German writer, born December 21st, 1917 in Cologne. Died July 16th, 1985 near Bonn. Awarded the Nobel Prize in Literature in 1972.

The following is an autobiography Heinrich Böll wrote for the Nobel Prize documentation:
I was born December 21, 1917 in Cologne, on the Rhine, the son of the sculptor and cabinet-maker, Viktor Böll, and his wife, Maria, née Hermanns. Between 1924 and 1928 I attended elementary school in Köln Raderthal, and from 1928 to 1937, the state-run Kaiser-Wilhelm classical secondary school in Cologne. In spring 1937 I began as an apprentice bookseller (publishers, retail trade, antiquarian) for the Matth. Lempertz company in Bonn. I left this apprenticeship in spring 1938, started my first attempts to write, gave private lessons, read a great deal. During autumn 1938 I was conscripted into the national labour service, and released in spring 1939 after completing a six-month term of compulsory service. Because the completion of labour service was a precondition for permission to study at the university, I was able to begin my studies of Germanistics and Classical Philology during the summer term of 1939. Late in the summer of 1939 I was conscripted into the German Army shortly before the outbreak of the war.
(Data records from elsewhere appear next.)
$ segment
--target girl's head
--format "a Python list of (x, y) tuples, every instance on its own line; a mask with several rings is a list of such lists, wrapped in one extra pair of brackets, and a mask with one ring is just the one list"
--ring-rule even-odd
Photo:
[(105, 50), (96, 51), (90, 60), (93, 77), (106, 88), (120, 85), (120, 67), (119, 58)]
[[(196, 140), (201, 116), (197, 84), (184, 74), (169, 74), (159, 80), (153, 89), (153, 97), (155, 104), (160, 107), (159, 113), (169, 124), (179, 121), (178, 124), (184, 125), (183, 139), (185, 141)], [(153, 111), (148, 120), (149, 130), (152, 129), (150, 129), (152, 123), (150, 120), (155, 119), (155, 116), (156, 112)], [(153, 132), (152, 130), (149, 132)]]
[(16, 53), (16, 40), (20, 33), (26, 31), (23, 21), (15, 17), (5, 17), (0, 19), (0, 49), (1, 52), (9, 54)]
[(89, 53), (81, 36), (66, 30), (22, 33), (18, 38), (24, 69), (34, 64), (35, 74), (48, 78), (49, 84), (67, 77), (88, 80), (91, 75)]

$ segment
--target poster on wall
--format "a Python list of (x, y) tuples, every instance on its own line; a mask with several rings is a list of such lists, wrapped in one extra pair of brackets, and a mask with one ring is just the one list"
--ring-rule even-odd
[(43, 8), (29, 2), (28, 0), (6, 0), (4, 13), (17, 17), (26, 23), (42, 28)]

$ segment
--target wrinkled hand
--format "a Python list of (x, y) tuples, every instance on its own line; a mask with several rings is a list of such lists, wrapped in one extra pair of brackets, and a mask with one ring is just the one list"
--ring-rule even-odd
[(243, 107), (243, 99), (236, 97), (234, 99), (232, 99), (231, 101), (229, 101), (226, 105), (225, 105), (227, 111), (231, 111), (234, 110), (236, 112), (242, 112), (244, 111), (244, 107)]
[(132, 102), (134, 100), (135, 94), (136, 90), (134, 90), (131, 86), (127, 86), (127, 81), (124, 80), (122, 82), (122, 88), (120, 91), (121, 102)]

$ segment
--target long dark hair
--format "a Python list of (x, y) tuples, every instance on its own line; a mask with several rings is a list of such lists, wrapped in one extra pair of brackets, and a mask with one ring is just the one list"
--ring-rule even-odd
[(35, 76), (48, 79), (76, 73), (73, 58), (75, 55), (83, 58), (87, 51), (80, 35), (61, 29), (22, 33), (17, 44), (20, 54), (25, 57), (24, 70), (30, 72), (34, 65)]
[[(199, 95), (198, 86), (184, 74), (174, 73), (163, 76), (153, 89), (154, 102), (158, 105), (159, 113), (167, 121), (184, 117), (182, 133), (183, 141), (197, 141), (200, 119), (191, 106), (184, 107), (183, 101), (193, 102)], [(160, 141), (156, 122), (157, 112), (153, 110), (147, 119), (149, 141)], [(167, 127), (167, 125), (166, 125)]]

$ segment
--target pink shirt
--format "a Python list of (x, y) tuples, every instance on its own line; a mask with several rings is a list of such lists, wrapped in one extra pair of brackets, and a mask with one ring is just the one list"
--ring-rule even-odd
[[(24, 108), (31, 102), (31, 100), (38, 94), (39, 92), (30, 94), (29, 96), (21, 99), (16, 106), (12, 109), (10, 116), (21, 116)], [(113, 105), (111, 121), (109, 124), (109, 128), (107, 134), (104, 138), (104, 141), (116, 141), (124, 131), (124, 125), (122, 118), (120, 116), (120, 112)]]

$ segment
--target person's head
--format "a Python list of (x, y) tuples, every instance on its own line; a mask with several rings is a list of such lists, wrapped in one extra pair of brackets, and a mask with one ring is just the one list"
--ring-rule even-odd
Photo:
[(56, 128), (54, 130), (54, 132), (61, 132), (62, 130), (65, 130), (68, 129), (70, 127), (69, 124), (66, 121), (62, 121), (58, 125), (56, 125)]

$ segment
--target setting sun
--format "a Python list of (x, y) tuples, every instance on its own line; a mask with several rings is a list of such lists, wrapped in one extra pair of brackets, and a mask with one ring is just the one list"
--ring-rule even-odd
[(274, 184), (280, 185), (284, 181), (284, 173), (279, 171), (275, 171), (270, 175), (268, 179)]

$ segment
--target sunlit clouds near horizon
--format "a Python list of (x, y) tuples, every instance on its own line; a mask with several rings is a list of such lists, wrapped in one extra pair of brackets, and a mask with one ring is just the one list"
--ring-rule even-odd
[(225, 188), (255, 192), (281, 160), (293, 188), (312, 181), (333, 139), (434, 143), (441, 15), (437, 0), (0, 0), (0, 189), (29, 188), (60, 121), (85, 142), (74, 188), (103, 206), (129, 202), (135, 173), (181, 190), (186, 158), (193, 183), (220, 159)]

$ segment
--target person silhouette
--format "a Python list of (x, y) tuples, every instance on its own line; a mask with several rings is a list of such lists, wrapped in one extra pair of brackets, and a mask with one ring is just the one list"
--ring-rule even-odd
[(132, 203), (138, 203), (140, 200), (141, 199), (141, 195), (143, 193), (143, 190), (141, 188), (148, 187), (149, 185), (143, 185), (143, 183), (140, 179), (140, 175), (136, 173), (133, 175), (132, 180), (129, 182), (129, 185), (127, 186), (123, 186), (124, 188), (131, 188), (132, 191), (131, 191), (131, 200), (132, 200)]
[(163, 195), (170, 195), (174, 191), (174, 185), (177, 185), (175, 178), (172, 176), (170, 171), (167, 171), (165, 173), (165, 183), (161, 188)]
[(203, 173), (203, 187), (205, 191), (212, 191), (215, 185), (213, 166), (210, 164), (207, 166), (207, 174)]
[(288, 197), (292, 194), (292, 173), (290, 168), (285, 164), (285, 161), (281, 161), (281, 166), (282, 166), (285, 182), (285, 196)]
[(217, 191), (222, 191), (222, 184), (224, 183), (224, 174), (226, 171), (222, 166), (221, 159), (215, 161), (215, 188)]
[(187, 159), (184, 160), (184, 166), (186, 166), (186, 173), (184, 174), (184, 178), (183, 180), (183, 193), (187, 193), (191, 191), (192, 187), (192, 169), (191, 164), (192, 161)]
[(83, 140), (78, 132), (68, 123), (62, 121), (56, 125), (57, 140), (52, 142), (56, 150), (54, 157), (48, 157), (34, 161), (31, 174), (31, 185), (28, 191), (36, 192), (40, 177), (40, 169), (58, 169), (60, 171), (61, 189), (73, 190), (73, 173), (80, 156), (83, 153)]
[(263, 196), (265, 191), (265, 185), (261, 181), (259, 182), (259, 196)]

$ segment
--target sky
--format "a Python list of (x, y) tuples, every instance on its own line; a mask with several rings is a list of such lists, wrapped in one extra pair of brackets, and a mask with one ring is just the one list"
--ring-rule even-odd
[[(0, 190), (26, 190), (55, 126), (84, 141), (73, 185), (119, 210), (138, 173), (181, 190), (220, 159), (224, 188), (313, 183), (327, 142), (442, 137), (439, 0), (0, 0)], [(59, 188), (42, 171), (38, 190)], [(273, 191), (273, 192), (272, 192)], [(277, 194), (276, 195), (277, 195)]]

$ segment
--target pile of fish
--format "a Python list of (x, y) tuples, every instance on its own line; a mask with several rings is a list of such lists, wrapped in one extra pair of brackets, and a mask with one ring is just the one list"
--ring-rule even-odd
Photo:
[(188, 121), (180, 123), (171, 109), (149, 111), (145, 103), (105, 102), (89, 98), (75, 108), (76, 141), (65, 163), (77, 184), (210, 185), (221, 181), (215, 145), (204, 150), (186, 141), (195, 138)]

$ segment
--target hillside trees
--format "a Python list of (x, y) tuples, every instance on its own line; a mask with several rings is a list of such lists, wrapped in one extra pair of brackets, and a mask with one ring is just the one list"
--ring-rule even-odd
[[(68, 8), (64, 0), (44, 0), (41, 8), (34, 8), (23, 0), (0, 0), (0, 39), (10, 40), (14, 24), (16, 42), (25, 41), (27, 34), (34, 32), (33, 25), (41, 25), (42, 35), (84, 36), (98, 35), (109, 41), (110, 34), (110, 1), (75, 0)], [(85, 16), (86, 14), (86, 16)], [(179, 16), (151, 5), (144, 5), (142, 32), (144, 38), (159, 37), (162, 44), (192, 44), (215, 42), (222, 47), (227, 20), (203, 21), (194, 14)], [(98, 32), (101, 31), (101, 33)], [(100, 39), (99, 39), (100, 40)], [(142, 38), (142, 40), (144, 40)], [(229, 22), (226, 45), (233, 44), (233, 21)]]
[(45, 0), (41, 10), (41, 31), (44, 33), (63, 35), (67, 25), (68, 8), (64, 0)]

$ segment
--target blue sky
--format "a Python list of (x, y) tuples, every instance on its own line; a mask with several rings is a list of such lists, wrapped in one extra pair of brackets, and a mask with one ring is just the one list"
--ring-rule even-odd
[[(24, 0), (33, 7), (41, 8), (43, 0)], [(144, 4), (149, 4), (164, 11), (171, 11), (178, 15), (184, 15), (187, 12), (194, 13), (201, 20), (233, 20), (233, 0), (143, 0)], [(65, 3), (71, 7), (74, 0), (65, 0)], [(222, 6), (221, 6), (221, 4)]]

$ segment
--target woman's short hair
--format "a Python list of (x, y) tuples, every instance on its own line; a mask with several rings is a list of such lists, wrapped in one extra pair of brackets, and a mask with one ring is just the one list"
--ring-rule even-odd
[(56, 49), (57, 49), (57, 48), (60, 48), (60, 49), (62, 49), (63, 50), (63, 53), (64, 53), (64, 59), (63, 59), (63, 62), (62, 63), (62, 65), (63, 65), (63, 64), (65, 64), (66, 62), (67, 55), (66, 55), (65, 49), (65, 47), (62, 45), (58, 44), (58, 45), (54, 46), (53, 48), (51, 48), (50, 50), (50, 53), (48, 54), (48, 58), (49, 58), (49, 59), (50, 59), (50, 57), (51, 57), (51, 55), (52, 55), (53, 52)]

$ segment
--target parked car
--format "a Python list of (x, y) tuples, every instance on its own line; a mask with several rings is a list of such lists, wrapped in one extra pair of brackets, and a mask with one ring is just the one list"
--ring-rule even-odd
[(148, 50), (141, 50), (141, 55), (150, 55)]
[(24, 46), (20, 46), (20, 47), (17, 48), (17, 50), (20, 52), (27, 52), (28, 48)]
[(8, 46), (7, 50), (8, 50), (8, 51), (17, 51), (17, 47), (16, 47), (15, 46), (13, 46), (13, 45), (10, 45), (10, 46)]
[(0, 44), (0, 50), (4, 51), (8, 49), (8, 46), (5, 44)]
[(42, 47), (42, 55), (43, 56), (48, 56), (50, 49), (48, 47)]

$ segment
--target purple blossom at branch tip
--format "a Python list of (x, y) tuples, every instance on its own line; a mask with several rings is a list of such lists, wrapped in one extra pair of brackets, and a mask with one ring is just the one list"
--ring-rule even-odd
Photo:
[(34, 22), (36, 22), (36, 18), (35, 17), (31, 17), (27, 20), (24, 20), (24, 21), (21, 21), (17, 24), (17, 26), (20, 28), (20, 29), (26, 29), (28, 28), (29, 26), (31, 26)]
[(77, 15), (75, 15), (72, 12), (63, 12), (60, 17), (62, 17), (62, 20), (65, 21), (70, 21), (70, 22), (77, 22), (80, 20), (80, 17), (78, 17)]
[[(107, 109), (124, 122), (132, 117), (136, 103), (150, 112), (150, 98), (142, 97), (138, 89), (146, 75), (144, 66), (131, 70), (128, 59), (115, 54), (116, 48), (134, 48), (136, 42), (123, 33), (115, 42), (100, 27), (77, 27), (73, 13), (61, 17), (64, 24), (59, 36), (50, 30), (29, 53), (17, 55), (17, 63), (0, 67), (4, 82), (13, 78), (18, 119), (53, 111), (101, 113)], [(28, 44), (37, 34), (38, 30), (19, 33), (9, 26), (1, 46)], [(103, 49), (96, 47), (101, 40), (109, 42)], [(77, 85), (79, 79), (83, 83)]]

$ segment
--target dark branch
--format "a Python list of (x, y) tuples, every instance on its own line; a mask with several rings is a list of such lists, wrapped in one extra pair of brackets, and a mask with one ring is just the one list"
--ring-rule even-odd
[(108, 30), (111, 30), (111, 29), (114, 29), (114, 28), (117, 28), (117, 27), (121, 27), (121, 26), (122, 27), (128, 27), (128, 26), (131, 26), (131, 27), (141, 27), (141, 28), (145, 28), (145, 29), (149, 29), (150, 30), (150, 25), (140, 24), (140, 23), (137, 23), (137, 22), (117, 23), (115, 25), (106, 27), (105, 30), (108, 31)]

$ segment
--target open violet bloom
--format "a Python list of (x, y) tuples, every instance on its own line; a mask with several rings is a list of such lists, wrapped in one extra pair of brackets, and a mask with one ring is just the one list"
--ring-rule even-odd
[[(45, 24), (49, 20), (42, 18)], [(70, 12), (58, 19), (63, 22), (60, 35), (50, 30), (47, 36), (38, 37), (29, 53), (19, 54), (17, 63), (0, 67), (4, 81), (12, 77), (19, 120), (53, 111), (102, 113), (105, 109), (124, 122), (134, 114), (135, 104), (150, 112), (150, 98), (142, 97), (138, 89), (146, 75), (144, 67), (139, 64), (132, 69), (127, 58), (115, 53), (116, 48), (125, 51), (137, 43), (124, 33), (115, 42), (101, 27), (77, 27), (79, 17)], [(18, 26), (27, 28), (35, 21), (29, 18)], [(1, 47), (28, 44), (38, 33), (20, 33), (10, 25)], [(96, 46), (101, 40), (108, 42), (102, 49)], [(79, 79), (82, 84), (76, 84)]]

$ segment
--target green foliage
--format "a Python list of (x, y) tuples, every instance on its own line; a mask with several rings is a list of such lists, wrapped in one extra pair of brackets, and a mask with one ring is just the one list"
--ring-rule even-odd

I took part in the Second World War; in autumn 1940, briefly in France, from 1941 to 1942 (after a severe case of typhus), in the replacement units in Germany, from early 1942 until summer 1943, along the English Channel coast in France, between summer 1943 and autumn 1944, in the Soviet Union, Romania and Hungary, from spring 1945 on, for a few weeks in western Germany, where I was taken prisoner by the Americans, and interned until October 1945 in a camp in France, and then for a few weeks in October/November 1945, in an English camp in Belgium.

As early as December 1945, I accompanied my wife and a few relatives in their return from evacuation in the countryside to Cologne, where over the years we settled down in a destroyed house. I started to write again, while simultaneously working on repairing the destroyed house, I started my studies again - merely formally, because proof of occupation was necessary to obtain a food rationing card. From 1946 to 1949 I published short stories, and in 1949 my first book, a novella, called "Der Zug war pünktlich", was published. After a first invitation to a meeting of the "Gruppe 47" in 1951, I met many German postwar writers with whom I afterwards became friends. I owe particular thanks, and hereby give them, to Hans Werner Richter, Alfred Andersch and many others that I cannot name in detail. Even if there occurred brief or permanent controversies during, or after, these meetings, the Gruppe 47 liberated many German authoresses and authors out of their isolation in a destroyed and fragmented postwar Germany. In 1942 I married Annemarie Cech, who has been irreplaceable, not only as my wife and companion, and not only as fellow experiencer and fellow sufferer in the fascist drama during the Nazi reign in Germany, but also for her critical awareness for language.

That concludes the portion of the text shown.